As part of this project, FSG sullied the honest, hard-working principles this club stands for in favour of selfishness and greed. Bridges have been burnt and, after this latest U-turn, how can trust be restored?

Make no mistake, the trajectory of football has long been leading to this. This is not the pure sport we all want it to be, but one constantly determined by power plays and money, with elite clubs feeding their own interests. Indeed, the institutions who have been so outraged in the last 72 hours are the very ones who have brought football to this point.

Ceferin lamented the ‘snakes who spat in the face of all football lovers’ and yet he leads a UEFA whose latest Champions League reforms squeeze more money and games out of an already packed schedule, allocating only a handful of tickets to supporters for European finals and prioritising corporate sponsors to line their pockets.

So too FIFA, who have no problem hosting a World Cup in Qatar despite the widely publicised human rights violations.

Both only cared because this time it was their pockets being hurt. They are not righteous or fighting for the ‘little guy’. Don’t be fooled, they are not the good guys here.

NYON, SWITZERLAND - Monday, December 14, 2020: A general view of the draw table with the European Cup trophy before the UEFA Champions League 2020/21 Round of 16 draw at the UEFA Headquarters, the House of European Football.

What the last few days have proven, though, is that sport can unite people in powerful ways.

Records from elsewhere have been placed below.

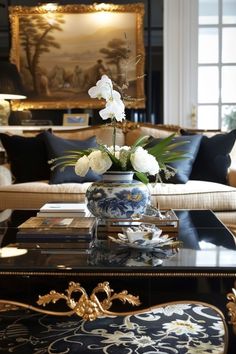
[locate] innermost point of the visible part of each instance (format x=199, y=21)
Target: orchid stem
x=114, y=134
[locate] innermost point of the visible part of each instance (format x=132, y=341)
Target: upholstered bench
x=179, y=327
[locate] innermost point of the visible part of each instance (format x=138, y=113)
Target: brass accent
x=17, y=12
x=123, y=274
x=231, y=306
x=89, y=308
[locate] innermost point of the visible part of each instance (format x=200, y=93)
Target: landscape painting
x=60, y=54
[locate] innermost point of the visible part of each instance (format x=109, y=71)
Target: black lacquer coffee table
x=204, y=268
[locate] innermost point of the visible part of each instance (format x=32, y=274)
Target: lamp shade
x=11, y=87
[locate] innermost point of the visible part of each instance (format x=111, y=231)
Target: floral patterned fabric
x=175, y=328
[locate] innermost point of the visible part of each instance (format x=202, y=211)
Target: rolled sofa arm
x=5, y=175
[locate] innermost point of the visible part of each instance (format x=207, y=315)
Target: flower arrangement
x=143, y=158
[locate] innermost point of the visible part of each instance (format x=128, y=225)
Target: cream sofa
x=194, y=194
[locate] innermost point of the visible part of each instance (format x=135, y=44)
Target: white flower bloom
x=82, y=166
x=99, y=161
x=114, y=109
x=103, y=89
x=144, y=162
x=180, y=327
x=171, y=309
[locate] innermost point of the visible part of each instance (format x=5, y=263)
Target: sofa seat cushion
x=194, y=195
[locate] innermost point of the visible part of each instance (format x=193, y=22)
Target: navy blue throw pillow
x=57, y=147
x=213, y=160
x=27, y=157
x=184, y=166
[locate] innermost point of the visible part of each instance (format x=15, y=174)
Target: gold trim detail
x=16, y=13
x=231, y=306
x=89, y=308
x=123, y=274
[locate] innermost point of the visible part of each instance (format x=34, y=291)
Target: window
x=216, y=64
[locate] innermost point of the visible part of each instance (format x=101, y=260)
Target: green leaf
x=142, y=177
x=141, y=141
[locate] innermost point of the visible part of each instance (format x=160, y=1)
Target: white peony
x=99, y=161
x=82, y=166
x=144, y=162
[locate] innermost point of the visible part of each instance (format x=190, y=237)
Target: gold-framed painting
x=61, y=53
x=76, y=119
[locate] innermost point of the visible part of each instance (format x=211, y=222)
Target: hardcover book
x=78, y=225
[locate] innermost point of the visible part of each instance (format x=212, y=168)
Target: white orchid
x=141, y=158
x=103, y=89
x=115, y=108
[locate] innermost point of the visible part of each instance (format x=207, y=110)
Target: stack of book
x=63, y=209
x=56, y=232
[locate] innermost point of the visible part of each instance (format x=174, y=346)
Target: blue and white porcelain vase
x=118, y=195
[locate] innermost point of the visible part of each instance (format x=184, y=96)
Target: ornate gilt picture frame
x=60, y=54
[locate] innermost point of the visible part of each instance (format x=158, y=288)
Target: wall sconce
x=49, y=6
x=11, y=88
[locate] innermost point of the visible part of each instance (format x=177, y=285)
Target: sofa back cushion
x=57, y=147
x=213, y=158
x=27, y=157
x=183, y=166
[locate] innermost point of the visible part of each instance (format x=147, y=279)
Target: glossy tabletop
x=209, y=248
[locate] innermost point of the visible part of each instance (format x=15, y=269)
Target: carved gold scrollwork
x=231, y=306
x=89, y=308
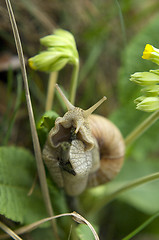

We have seen the strength of fanbases coming together, with tribalism paused in favour of forming a unified voice.

The Super League is gone, but this won’t be their last roll of the dice.

What’s required is a systematic realignment of the football pyramid; for supporters to have a seat at the table, given power and influence to enact change, for the game to confront racism and inequality in all forms as Patrick Bamford reinforced.

Ticket prices, kick-off times, support and funding for the women’s game. Protection for grassroots football. The list goes on. Now is the time to tidy up the game we hold so dear.

If ever there was a moment that emphasised the power of supporters, the week which brought down the Super League is it. ‘Legacy fans’ and players alike have united to make their voices heard and reinforce that our clubs belong to us.

The issues with the ‘Big Six’ owners won’t be solved by words, nor will the greed of organisations such as UEFA & FIFA disappear overnight, but what has been shown is that change can be achieved quickly when we come together.

Let this be the start, not the end, of the journey.